In primo luogo si può affermare che individuare il contratto a tempo indeterminato come istituto principale del mercato del lavoro italiano abbia trovato davanti a diversi ostacoli che, al momento, ne impediscono l’affermazione. Quello che, a nostro parere, risulta un’aggravante è che non si tratta di ostacoli contingenti e quindi rimuovibili, ma che il mancato decollo dipende proprio dalla non comprensione della struttura del mercato del lavoro odierno. Questo va oltre la categoria della subordinazione e perciò una vera flessibilità, per essere efficacie, deve superarne i limiti.
 
Se fino a pochi mesi fa queste affermazioni potevano risultare come una delle posizioni all’interno di un dibattito dottrinale, appaiono oggi come un forte segnale lanciatoci dal mercato del lavoro stesso che rischiano di contribuire all’invecchiamento precoce del già citato art. 1 del d.lgs. n. 81/2015.
 
La seconda conclusione è più complessa e può essere considerato uno spunto per i prossimi mesi, sia per il mondo della ricerca che per quello della politica.

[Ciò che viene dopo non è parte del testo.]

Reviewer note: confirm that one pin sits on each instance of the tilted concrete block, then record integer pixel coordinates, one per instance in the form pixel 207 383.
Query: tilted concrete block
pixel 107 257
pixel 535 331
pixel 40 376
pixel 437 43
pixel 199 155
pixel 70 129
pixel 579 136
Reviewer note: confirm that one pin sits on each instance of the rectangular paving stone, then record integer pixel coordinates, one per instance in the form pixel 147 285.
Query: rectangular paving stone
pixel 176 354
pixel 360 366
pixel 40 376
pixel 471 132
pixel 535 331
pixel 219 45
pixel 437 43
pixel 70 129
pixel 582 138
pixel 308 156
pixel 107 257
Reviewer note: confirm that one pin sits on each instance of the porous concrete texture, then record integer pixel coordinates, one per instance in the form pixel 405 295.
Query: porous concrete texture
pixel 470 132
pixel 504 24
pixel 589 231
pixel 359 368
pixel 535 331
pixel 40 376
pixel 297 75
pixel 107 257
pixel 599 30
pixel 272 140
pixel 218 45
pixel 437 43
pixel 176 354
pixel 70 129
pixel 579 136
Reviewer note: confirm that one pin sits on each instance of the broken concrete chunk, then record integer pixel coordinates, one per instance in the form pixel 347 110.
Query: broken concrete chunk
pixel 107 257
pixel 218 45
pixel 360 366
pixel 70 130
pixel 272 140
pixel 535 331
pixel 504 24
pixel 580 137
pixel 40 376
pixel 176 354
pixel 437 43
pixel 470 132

Se i settori produttivi che hanno caratterizzato lo sviluppo industriale italiano sono oggi quelli che più rischiano di produrre disoccupazione tecnologica di keynesiana memoria, è urgente rivedere la nostra politica industriale e tentare di individuare strade che possano condurre a una soluzione win-win per capitale e lavoro. A questo riguardo possiamo iniziare a prendere sul serio l’esempio tedesco che, in uno scenario di cambiamento dei sistemi produttivi simile al nostro, sta concentrando i propri sforzi nello sviluppo di nuovi modelli di produzione industriale secondo le linee guida della cosiddetta Industry 4.0. Questo porterà, secondo alcuni studi, all’aumento del 6% dell’occupazione nel settore manifatturiero nei prossimi dieci anni.
 
Questa è una sfida dal cui punto di vista possono essere osservati tutti i nodi critici del nostro mercato del lavoro in quanto necessita di una rivoluzione nelle forme contrattuali, nell’utilizzo del paradigma della subordinazione, nell’incontro tra il mondo della scuola e del lavoro, nella certificazione delle competenze, nella rete dei servizi pubblici e privati per l’impiego, nella formazione continua e in molto altro ancora.
 
Sì tratta di un compito arduo che nasce però da una azione banale, ossia dell’osservazione dei dati reali del nostro mercato del lavoro e dal confronto con altri Paesi che stanno scommettendo sull’innovazione. Il primo contributo che si può offrire, sia dal punto di vista del ricercatore che dal punto di vista del legislatore, è di non costruire teorie o leggi che pensino di controllare totalmente la dinamicità della realtà e la creatività della persona ma inizino ad osservarla e, questo sì, ad accompagnarla verso una visione matura che, in quanto ipotesi, non è mai o giusta o sbagliata in partenza, ma verrà valutata e giudicata dalla realtà stessa.
 
Francesco Seghezzi
Direttore ADAPT University Press
@francescoseghez
 
* Pubblicato anche in Nòva, Il Sole 24 Ore, 10 luglio 2015.